Existing regulations lay down that brokers must maintain a minimum net worth, which is the higher of the base net worth or variable net worth. Base net worth is currently ₹1 crore for trading members and the variable net worth is fixed at 10 per cent of average daily cash balances of clients across exchanges, computed over the previous six months. However, with the new rules requiring brokers to move clients’ funds to clearing members, the average daily cash balance with brokers has dropped. The variable net worth norm is not in line with the operational risks faced by them. The paper instead proposes that the variable net worth be linked to daily average credit balance and the number of clients a brokerage has. Substituting cash balance with credit balance is a good idea, since the latter is a better marker of a broker’s volume of business.
Linking brokers’ net worth to number of clients appears aimed at deterring brokers from trying to grow their client base too rapidly. SEBI proposes a variable net worth of ₹50 lakh for brokers with direct clients between 10,000 and 50,000 and ₹50 lakh for every additional 50,000 clients. If the clients are acquired and serviced through authorised persons (AP), brokers must maintain higher reserves. For instance, if 50,000 clients are acquired through APs, the variable net worth requirement increases to ₹2.25 crore. The regulator would be right in doing so since supervision and compliance requirements are lower for APs. They are not directly supervised by SEBI, but are registered with the stockbrokers, who take the onus of monitoring their business. SEBI’s proposals suggest that there could be higher default risk in clients acquired through APs. While larger stockbrokers can easily meet the additional reserve requirement, smaller ones may run up against a liquidity crunch.

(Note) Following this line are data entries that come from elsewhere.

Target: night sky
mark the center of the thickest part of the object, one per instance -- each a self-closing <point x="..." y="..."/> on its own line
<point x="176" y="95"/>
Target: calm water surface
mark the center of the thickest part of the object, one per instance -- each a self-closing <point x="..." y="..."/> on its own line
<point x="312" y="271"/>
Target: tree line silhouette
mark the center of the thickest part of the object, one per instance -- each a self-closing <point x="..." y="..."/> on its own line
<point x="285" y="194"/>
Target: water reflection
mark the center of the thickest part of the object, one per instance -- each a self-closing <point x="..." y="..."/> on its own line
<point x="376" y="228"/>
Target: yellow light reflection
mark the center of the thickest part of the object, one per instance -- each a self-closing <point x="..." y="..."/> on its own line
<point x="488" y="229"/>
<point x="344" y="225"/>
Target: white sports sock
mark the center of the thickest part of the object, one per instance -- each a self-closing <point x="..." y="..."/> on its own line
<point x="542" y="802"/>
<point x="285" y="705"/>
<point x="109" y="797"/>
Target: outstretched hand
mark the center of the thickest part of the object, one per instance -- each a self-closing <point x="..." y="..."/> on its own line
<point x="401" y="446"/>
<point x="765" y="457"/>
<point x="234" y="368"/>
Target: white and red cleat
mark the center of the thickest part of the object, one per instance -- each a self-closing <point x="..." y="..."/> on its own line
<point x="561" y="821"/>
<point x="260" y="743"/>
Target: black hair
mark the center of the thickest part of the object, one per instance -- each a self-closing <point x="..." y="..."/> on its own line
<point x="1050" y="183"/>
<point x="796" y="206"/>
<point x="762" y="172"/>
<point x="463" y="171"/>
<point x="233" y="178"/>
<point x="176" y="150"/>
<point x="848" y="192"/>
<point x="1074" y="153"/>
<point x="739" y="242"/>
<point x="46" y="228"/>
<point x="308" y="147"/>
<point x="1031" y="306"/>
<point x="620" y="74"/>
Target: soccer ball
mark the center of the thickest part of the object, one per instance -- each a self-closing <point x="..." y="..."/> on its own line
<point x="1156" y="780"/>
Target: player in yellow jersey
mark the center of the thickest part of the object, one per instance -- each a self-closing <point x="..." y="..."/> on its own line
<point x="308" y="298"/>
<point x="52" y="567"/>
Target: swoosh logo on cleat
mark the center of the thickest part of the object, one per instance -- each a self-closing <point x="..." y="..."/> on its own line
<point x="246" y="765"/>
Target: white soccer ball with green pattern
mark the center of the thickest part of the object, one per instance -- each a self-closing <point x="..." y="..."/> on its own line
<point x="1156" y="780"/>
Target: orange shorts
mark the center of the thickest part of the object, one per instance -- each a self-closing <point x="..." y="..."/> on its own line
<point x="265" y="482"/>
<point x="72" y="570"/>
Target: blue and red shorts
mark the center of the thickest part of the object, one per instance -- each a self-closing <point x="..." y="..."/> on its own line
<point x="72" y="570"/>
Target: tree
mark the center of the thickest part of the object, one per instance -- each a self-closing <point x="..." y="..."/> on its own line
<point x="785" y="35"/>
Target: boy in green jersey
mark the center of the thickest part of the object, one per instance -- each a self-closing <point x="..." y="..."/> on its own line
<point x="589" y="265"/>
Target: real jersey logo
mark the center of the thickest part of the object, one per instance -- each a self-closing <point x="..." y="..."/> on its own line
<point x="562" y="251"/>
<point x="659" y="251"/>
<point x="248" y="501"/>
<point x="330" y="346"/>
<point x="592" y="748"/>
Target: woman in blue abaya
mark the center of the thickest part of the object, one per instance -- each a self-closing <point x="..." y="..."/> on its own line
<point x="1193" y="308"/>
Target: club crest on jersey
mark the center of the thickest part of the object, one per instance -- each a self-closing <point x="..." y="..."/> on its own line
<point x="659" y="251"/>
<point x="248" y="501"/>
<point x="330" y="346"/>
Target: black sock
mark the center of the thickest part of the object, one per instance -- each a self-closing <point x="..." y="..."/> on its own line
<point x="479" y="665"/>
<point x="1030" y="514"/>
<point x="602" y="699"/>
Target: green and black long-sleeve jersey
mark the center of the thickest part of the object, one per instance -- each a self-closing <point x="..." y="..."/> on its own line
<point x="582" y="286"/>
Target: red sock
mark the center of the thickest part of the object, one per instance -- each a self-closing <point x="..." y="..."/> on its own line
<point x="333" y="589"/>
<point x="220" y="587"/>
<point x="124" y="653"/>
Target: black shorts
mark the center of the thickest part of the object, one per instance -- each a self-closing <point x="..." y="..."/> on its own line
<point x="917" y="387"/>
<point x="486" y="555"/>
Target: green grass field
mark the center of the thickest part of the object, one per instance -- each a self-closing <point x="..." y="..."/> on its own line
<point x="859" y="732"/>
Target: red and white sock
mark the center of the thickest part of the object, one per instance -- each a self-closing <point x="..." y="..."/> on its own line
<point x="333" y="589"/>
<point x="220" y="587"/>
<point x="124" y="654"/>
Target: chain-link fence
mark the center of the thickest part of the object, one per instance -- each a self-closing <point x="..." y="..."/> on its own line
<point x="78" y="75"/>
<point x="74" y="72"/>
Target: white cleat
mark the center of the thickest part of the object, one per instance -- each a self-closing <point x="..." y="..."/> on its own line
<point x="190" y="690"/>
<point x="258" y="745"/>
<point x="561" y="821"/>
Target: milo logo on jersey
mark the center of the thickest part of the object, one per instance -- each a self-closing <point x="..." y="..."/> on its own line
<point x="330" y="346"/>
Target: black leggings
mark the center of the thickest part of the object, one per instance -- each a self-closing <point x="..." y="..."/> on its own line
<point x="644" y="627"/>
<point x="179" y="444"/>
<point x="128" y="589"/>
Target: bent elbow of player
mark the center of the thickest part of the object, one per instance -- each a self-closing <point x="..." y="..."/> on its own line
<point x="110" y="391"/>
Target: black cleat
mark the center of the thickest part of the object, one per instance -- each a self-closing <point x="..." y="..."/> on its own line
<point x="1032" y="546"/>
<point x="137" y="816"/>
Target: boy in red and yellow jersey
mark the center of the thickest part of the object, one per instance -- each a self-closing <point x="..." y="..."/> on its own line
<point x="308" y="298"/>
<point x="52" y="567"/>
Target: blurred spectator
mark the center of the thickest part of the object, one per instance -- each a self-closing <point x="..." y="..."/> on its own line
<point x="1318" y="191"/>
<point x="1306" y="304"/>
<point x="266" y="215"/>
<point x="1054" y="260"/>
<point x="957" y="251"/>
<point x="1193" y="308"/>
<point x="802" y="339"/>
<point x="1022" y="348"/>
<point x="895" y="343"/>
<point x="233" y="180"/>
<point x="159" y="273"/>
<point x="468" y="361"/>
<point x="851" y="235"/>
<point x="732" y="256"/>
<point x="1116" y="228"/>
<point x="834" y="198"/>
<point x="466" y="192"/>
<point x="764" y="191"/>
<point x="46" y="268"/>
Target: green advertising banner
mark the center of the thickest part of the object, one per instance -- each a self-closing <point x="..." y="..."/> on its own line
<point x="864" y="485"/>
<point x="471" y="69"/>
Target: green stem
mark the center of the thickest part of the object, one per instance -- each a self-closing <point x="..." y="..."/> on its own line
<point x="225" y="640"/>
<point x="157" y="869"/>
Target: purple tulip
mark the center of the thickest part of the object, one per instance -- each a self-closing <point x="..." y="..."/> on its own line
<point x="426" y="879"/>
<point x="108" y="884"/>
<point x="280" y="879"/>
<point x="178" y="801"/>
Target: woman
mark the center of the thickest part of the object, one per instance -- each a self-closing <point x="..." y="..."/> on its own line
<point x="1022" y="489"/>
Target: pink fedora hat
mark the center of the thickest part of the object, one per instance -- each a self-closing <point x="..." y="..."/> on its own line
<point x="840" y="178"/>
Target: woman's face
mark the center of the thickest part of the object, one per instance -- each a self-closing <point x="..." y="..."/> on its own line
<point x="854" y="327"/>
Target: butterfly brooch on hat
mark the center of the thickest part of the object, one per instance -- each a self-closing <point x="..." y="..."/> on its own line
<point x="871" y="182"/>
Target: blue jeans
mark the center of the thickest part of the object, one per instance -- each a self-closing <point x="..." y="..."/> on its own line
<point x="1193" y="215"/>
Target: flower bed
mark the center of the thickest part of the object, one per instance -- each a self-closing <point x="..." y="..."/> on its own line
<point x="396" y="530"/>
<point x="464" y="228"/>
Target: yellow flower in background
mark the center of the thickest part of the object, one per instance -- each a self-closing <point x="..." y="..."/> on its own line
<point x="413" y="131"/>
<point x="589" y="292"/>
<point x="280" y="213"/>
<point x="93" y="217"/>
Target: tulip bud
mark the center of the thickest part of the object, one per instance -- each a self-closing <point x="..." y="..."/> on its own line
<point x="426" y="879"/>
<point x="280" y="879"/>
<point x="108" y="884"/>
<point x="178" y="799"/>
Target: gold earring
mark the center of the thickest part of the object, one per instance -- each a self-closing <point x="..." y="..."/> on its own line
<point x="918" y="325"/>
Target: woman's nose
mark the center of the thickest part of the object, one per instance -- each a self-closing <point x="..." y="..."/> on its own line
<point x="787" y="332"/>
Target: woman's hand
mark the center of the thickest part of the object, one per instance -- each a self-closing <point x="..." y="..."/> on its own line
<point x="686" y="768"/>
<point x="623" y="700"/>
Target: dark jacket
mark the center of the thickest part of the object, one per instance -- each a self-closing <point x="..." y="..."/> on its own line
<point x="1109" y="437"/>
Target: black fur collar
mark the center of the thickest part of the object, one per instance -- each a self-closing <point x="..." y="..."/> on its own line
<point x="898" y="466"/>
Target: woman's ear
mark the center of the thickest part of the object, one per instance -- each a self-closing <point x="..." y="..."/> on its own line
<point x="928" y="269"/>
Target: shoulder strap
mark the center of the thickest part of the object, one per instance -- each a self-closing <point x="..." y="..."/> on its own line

The proposals will also help slow down entry of new equity investors. The number of unique investors registered with the NSE has increased from 3.1 crore in March 2020 to 12.9 crore in March 2026, at a compound annual growth of 26 per cent every year. Stockbrokers and the APs have driven the entry of new investors in recent years. By linking variable net worth to number of clients, SEBI seems keen to rein in the frenetic pace of client growth. This is desirable to suck out market froth.